Moss distills from his analysis of two centuries of experience four main classes of problems that explain why the government has a fundamental role in the management of individual risks, why we had best not leave all our individual risks to our private management. The first class is asymmetric information problems, notably moral hazard (people may deliberately cause losses so they can collect on their insurance) and selection bias (people may buy a large amount of insurance when they know there is likely to be a large loss). There is a role for government-mandated insurance because the government is sometimes in a better position to monitor moral hazard, and the government can eliminate selection bias by requiring coverage for all. The second class is perception problems. We cannot expect all people to understand their risks and to deal with them in an enlightened manner. Here, Moss considers some important principles of both psychology and behavioral finance. The third class is commitment problems, that peo ple cannot credibly commit or cannot make promises that we know will be kept. For example, children cannot make promises to pay out of their own future income, and parents cannot commit their children's future income. Such problems limit people's ability to make contracts that will manage their own future risks. The fourth class is externality and feedback problems. Risks created by one firm may be suffered by society in general, and aggregate risks may feed on each other and thereby be amplified, unless the government makes fundamental structural changes to disrupt the feedback.

One example of this government's role in promoting risk management can be found in the development of limited-liability law.
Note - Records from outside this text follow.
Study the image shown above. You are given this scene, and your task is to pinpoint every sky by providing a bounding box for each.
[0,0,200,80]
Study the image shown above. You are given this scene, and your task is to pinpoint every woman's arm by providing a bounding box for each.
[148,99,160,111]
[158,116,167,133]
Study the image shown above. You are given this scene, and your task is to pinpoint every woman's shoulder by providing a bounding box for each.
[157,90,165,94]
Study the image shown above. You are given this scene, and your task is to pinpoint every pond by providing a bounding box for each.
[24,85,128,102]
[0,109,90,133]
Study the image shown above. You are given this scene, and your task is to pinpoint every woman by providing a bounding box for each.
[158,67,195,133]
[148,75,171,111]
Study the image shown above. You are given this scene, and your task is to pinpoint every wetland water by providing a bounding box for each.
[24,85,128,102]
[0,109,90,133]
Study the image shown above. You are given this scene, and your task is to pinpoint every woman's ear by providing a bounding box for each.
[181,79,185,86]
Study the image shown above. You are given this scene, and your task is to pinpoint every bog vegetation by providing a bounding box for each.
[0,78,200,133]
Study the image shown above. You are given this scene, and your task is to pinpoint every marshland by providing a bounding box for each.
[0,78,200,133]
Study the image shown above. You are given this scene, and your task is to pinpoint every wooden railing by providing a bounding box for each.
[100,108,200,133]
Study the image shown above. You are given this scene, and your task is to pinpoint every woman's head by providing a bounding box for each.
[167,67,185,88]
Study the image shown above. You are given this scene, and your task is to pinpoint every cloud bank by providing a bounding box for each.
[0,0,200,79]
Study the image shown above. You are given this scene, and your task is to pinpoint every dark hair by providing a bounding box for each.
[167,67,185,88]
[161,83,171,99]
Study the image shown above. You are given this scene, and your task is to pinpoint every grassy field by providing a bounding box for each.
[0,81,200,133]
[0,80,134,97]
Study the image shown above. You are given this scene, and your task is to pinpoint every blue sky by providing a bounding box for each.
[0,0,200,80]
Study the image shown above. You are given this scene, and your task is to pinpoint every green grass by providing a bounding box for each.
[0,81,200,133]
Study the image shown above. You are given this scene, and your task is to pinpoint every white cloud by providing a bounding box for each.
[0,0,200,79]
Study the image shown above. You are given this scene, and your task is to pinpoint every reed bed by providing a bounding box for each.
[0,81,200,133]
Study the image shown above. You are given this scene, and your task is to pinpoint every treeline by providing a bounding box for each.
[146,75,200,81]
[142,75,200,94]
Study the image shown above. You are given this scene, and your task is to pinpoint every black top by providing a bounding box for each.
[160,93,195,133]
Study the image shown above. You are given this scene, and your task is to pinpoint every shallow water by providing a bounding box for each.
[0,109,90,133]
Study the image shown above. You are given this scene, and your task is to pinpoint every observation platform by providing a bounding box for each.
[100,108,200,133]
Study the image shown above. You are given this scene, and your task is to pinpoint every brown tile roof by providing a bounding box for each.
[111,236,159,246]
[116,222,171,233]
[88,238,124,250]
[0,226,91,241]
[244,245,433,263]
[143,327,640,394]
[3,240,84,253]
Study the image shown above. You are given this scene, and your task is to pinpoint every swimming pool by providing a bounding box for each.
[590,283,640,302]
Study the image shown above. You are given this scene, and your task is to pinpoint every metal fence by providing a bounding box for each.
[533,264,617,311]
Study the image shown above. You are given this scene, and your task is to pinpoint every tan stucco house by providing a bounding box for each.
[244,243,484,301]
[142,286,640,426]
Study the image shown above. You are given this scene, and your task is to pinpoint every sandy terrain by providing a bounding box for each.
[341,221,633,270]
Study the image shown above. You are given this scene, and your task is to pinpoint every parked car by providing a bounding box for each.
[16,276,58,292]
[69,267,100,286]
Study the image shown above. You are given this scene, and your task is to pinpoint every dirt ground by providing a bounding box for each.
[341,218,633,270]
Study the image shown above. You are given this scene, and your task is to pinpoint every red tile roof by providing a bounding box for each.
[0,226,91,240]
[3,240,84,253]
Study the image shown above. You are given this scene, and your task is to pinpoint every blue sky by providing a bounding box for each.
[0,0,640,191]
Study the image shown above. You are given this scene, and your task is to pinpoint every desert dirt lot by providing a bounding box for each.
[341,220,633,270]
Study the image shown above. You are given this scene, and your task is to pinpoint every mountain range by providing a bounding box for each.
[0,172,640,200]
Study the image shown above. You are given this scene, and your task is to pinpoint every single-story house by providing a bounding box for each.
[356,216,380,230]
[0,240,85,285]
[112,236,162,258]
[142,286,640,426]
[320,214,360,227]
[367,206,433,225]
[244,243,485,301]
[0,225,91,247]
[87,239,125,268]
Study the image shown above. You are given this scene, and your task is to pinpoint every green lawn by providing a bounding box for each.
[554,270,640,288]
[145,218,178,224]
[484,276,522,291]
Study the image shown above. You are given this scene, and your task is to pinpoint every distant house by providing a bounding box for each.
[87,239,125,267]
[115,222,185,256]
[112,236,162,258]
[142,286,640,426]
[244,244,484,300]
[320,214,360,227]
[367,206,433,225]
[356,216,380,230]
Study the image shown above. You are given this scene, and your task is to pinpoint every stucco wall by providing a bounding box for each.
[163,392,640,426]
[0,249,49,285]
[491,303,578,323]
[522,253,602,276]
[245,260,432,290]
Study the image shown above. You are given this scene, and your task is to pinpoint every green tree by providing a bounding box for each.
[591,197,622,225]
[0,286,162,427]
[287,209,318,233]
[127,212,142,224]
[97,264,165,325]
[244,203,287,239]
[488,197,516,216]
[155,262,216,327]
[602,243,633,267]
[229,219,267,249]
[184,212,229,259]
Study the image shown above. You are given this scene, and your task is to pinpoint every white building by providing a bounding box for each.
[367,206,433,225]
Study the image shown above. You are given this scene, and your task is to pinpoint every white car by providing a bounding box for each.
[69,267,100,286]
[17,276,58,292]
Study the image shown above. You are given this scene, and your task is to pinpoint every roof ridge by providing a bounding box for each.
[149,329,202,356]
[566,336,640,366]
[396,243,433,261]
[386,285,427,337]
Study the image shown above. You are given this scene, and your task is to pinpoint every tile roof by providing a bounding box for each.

A major turning point in history occurred in New England in the early nineteenth century. Notably, New York State enacted the world's first general law of incorporation in 1811, and this and subsequent laws set the stage for the general principle of limited liability for shareholders. The 1811 law made it automatic that any business satisfying minimal requirements could incorporate. By 1830, the concept of limited liability was well established in New York and New England. The limited-liability laws unequivocally specified that stockholders could not be sued for more than the capital they subscribed. Before this time, incorporation was generally a special privilege to well-connected people, and consequently few businesses incorporated. Moreover, before this time, stockholders generally were jointly and severally liable for the losses of the company, meaning that if the company had larg e losses, creditors could sue to take all the wealth of any stockholder who had assets to seize, until the company's debts were paid. Thus, investing in one share of a company entailed unlimited potential losses for the investor, and the potential of such losses must have deterred investing in stocks.